Die Klägerin meint ferner, der Anspruch des Beklagten auf Abfertigung sei deshalb erloschen, weil die Klägerin nachträglich Kenntnis davon erlangt habe, dass ein Entlassungsgrund wegen untreuen Verhaltens des Beklagten vorliege. Da der Beklagte zu jenem Zeitpunkt bereits zufolge der Kündigung ausgeschieden gewesen sei, habe ein Disziplinarverfahren nicht mehr stattfinden können. Auch dies könnte jedoch den Anspruch des Beklagten nicht schmälern. Wurde das Dienstverhältnis gekündigt und die Kündigung nicht vor Ablauf der Kündigungsfrist in eine Entlassung verwandelt so bleibt grundsätzlich trotz nachträglichen Aufkommens eines Entlassungsgrundes der Anspruch auf Abfertigung aufrecht (SZ 13/96, ebenso Martinek-Schwarz, Angestelltengesetz2, S 347). Der vorliegende Fall bietet keinen Anlass, von dieser Rechtsansicht abzugehen.

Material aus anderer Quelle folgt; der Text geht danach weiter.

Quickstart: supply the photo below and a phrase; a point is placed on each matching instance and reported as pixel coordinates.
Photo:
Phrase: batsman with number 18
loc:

Der Revision der Klägerin war somit ein Erfolg zu versagen.
Der Beklagte vertritt in seiner Revision neuerlich den Standpunkt, seine Kündigung sei deshalb nicht rechtsgültig, weil weder er noch in seiner Abwesenheit sein Stellvertreter an der Sitzung des Verwaltungsausschusses vom 26. März 1973 teilgenommen haben und überdies die Abstimmung über die Kündigung unter dem Tagesordnungspunkt „Allfälliges“ unzulässig gewesen sei. Der Beklagte übersieht jedoch hiebei, dass die Frage, ob der Kündigungsbeschluss im Sinne der §§ 58 Abs. 2, 40 Z. 11 und 52 der Satzung odnungsgemäss zustandegekommen ist, nur das Innenverhältnis der klagenden Partei berührt. Im Aussenverhältnis kommt es lediglich darauf an, ob dem Beklagten gegenüber vom zuständigen Organ der Klägerin diese Kündigung auch tatsächlich ausgesprochen wurde (vgl. Koziol-Welser I3 Seite 56 f). Ist dies (wie hier) der Fall, dann entfaltet eine derartige Kündigung auch alle damit verbundenen Rechtswirkungen. Es erübrigen sich daher Erörterungen darüber, ob der Beklagte die Kündigung ausdrücklich zur Kenntnis genommen hat oder nicht.
Auch der Revision des Beklagten war somit ein Erfolg zu versagen.
Der Ausspruch über die Kosten des Revisionsverfahrens gründet sich auf §§ 43 Abs. 1 und 50 ZPO.